Yep...there's a link to some experiments performed by an engineer titled terminal ballistics and he was finding optimal penetration was in the mid to high 2k fps range. Randy Barrett found his 45-70 loads were out penetrating 458 and 460 mags I think mainly due to the reduced velocities of them.


----------



## jmoser (Sep 11, 2002)

I just rememebered that Nosler does not recommend their Ballistic tip bullets .30 cal and under for 'tough' large game like elk. The .338s and up are a different jacket construction thickness which makes them much tougher.

I wonder if the same is not true for the Nosler ABs - the 7mm is a skinny bullet and the jacket must be thinner than a 7.62 or .338 etc.

Looking at the factory picture of the expanded AB above it is clear that my jacket remnant is almost identical; only difference is the small core at the base finally separated or more likelydisintegrated. I am willing to bet $$ that on a broadside or quartering shot my bullet would have looked just like that before it exited.

I have to believe that even on an elk, etc mine would have penetrated at least 18-20+ inches which makes it a perfectly fine load.


----------



## Slug Gunner (Dec 7, 2006)

The picture clearly shows that the Accubond did not stay together like the Nosler says it will. It's supposed to be a bonded bullet, which is why you pay more. Any cup & core bullet can separate going through that much tissue too. A friend of mine and his dad were Caribou hunting in Canada last year. My friend used handloaded Accubonds in his 7mm-08 and his dad used Siearra GameKings in his 30-06. Take a guess who had a much higher weight retention on their recovered bullets??! Yup, the cheaper and "standard" Sierra GameKing. I forget the percentages but the Gameking was just like the the picture that M1 posted. Around 90%. I think my buddies Accubond was something like 40%. 
As someone else stated, you don't need super tough bullets for deer and pushing bullets super fast and hitting game at close range causes all kinds bullet fragmentation. The old standard bullets that don't get much praise anymore like the Winchester Power Point, Sierra Gameking and Prohunter, Speer Hot Core, etc. have killed countless numbers of deer over the years. A lot of these new bullets are ways for the bullet manufacturers to make money. Granted, some species require tough premium bullets. But not deer or caribou. 
Just goes to show that the newest and greatest technology isn't necessarily better when it comes to certain things.


----------



## Rustyaxecamp (Mar 1, 2005)

Many factors play into a bullets performance. Any bullet can "fail" if used "improperly". Bottom line, if we have pictures of the "failed" bullet, it means we recovered the critter, which brings the defenition of "failed" into question.......

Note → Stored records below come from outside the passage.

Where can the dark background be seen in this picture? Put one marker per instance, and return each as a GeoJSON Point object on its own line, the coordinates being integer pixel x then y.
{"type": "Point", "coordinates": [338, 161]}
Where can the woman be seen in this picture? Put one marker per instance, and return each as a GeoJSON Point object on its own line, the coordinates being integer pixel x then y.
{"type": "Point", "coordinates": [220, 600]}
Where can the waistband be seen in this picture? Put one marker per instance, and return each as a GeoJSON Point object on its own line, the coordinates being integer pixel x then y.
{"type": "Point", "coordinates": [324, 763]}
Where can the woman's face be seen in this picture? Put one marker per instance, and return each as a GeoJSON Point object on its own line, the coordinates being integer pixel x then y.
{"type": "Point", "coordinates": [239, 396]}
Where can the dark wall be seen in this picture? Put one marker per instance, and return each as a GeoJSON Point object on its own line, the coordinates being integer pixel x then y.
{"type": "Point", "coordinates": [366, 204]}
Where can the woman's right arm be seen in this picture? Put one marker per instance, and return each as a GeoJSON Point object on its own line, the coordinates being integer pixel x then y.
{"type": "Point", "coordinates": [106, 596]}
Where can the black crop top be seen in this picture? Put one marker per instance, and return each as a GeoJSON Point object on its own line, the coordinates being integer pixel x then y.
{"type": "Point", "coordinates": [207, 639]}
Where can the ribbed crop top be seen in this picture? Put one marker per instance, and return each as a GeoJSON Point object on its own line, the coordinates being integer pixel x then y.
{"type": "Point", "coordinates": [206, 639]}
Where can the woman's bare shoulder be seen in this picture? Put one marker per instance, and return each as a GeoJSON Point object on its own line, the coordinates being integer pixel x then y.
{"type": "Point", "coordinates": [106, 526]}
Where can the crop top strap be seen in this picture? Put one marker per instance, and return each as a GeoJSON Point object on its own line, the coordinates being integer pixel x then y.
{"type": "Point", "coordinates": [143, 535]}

For fun, here are a couple I pulled from whitetails I shot. The bottom one made me a beleiver in the Hornady Interbond. I had that one revved up pretty good and it held together (after demolishing several ribs and a shoulder). The Speer did just what I wanted also, however it only hit 2 ribs, so not a real "tough" test, as the speed was very reasonable.

FYI - This view is of the "base" of the bullets. Weights near the bullets is weight after retreival (likely minimal amounts of meat still present..)


----------



## M1Garand (Apr 12, 2006)

Rustyaxecamp said:


> Many factors play into a bullets performance. Any bullet can "fail" if used "improperly". Bottom line, if we have pictures of the "failed" bullet, it means we recovered the critter, which brings the defenition of "failed" into question.......

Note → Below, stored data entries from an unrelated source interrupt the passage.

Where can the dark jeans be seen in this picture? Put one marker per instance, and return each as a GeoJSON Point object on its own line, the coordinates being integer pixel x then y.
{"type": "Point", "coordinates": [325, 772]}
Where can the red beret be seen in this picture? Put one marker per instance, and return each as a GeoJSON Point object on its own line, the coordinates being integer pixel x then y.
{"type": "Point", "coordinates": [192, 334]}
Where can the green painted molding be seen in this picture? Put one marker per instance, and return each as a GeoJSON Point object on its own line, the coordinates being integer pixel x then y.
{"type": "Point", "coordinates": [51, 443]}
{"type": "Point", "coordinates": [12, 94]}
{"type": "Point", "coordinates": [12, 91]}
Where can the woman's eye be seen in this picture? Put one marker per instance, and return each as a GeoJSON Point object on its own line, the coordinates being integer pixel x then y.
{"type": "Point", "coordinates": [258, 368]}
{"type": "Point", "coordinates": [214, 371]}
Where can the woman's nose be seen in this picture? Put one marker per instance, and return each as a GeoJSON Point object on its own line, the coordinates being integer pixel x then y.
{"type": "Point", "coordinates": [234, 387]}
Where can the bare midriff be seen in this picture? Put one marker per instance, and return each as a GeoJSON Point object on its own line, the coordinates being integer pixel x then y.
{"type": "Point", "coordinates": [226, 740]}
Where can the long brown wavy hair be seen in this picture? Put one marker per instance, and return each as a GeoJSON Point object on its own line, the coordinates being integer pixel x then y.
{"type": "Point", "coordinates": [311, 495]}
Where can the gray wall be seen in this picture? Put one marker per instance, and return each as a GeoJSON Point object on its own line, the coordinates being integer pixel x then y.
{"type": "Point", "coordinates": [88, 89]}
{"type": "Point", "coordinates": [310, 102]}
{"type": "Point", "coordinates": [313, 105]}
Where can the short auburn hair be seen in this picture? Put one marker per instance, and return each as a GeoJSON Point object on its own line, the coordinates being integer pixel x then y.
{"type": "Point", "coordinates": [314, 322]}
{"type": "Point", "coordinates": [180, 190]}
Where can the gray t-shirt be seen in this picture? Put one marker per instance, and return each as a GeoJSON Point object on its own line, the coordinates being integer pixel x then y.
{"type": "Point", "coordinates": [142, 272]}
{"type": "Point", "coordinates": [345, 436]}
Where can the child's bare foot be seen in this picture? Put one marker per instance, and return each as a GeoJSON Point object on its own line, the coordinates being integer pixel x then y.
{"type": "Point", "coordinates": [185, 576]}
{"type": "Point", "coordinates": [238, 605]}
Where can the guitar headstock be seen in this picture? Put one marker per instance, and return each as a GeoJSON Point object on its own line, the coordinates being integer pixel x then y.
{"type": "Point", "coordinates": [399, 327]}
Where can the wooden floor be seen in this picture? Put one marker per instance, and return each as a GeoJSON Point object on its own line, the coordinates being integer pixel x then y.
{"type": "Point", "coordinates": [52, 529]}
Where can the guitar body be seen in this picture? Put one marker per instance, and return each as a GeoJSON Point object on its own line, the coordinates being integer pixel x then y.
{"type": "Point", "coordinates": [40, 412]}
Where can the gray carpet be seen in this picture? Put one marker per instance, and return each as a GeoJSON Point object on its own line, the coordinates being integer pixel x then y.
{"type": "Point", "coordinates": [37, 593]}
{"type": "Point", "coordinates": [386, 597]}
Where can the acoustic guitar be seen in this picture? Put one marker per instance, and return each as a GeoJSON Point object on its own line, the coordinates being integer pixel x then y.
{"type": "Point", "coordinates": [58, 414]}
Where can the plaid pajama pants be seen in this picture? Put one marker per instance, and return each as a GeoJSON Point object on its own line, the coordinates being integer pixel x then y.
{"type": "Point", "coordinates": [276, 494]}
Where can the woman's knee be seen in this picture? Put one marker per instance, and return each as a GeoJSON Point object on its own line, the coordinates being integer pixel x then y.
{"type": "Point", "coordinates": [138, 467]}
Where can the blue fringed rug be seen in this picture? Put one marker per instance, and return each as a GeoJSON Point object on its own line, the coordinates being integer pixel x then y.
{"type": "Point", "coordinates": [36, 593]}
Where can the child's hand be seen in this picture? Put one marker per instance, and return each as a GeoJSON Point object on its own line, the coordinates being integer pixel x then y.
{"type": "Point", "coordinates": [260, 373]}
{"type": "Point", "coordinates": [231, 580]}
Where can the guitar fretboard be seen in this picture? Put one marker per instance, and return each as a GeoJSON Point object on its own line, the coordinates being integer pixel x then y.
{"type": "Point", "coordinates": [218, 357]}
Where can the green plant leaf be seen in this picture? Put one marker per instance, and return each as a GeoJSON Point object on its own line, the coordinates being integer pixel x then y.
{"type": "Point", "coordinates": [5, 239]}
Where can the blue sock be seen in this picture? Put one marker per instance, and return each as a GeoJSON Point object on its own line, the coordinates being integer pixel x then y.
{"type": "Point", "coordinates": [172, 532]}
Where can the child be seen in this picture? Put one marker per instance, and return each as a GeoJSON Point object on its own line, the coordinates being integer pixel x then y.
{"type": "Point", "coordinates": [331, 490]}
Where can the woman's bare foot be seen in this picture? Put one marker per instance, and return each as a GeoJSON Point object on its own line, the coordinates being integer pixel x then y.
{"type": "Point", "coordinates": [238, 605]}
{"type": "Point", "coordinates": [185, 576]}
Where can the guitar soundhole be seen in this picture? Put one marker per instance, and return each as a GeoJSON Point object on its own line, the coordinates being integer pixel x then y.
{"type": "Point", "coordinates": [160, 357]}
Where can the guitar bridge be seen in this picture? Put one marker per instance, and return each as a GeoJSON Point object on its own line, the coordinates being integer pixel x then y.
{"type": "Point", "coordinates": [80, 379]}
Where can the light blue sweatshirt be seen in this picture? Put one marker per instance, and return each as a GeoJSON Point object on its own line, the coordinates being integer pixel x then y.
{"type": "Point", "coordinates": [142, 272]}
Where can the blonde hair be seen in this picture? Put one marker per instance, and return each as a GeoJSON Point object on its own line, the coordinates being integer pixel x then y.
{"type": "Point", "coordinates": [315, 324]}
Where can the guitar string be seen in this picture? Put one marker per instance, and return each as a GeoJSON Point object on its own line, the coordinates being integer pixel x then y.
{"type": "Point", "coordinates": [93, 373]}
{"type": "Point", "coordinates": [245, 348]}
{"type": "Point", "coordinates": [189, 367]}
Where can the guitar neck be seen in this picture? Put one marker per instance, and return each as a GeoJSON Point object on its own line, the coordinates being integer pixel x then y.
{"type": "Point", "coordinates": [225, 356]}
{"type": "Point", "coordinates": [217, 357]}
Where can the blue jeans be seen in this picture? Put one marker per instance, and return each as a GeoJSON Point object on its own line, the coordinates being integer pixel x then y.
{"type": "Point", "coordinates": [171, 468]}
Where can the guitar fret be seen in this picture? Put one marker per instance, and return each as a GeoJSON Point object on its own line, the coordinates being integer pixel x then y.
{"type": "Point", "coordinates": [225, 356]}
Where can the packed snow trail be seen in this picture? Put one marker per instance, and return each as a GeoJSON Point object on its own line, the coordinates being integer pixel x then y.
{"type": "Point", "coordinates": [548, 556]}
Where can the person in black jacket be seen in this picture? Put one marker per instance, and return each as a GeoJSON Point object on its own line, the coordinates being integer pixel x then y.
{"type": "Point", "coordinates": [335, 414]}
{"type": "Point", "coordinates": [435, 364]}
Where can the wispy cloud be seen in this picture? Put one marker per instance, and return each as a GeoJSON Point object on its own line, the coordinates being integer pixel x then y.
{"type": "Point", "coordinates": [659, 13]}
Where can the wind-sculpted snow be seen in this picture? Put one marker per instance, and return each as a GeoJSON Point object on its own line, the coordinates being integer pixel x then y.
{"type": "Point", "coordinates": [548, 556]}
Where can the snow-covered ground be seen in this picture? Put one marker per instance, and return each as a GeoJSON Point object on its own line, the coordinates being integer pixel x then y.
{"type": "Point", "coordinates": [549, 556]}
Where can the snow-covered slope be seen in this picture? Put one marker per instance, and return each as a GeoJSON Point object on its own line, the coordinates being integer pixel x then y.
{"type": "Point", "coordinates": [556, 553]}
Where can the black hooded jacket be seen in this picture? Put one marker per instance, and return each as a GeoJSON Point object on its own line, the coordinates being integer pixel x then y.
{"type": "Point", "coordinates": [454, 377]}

You're right there and I've seen it debated on shooting forums before. With bullet co's and marketers pushing that if a bullet doesn't retain 80+% of it's weight it's failed. But if you tag your deer and find your bullet in 4 pieces...did it fail? What if it ran 200 yards and your neighbor shoot it and as he's gutting it finds your bullet with a perfect mushroom, retaining 95% of it's weight. Did it fail?


----------



## Huntsman27 (Sep 29, 2004)

Technically, yes it failed as it didnt work as advertised. No2---make sure you shoot it a second time if it isnt down! I dont want to collect bullets, its the venison I want to collect!


----------



## Slug Gunner (Dec 7, 2006)

There's always been a couple different theories on which is best when it comes to bullets holding together. Some guys want the bullet to completely stay together and punch through the animal leaving both an entrance and exit hole. Obviously, easier for tracking and creating better blood loss. Leaving out varmint hunters using varmint bullets which are made to explode on impact, other guys figure it's okay for a bullet to come apart into 3 or 4 pieces while it is traveling through the animal leaving more than one wound channel. This scenario would only leave 1 hole going in but this theory stands on the premis that all the bullets energy was left in the animal. 
This argument will probably never be solved as to which is better but as long as the animal is dead, dinner is served! However, Nosler advertises that the Accubond is supposed to stay together because it is chemically bonded so I'll throw in my opinion that in this case, the bullet failed.


----------



## Magnumwideglide (Jun 28, 2007)

I dug a 170 gr beautifully mushroomed power point out of a deer once. Blew the heart in two, seared it like it had been in a frying pan. The bullet did it's job. The deer just forgot it needed a heart to run 200 yards before it died.
I believe that you need a fair amount of weight retention to maintain energy to create a long wound channel. Mass x Velocity = Energy. The more the bullet splits or fragments, the lighter each piece is and the less and less energy it has. We all know what we would like our bullet to look like before we ever pull the trigger. Not many folks can convince me that they would look fondly on a pile of pieces. I like M1's bullet.
And just because the deer died, doesn't mean the bullet did a great job. Even a blind squirrel finds a nut now and then. If I slipped and fell on a 10 penny nail and killed myself, I don't think the 10 penny nail would be labelled a man-killer from then on. 
When my Dad's '06 bullet was taken from that caribou it measured .68" in diameter, and 75% weight retention. My Accubonds kept blowing up at a modest 2,850 FPS MV, with hits starting at 150 yards until he turned and ran towards me and the last shot finally dropped him at 75 yards. I had 5-6 hits, with a reload, all on his starboard side. I ended up with a destroyed shoulder on the caribou, no exit holes, the only signs of any bullet was a 55 grain piece from a 140 grain bullet, and not a mark on the inside of the far rib cage side, and I skinned and processed the animal myself. Dead caribou, yes. Good bullets?...


----------



## fasthunter (Sep 15, 2006)

I shot a doe last year down south with a 30-06 Winchester Super X silvertip 180 grain at 60 yards. I had to shoot the deer through a pine branch about 4 inches in diameter to get her though. The only reason I took the shot is because it was perfectly broadside. She winded me and was sniffing and the branch was only about a foot from her. Needless to say she only went about 10 or 15 yards. When I was dragging her to the truck I noticed something hanging out of her side..........IT WAS HER LUNG!!!.:yikes: :yikes: :yikes: I think that bullet worked in that situation. :evil: :evil:


----------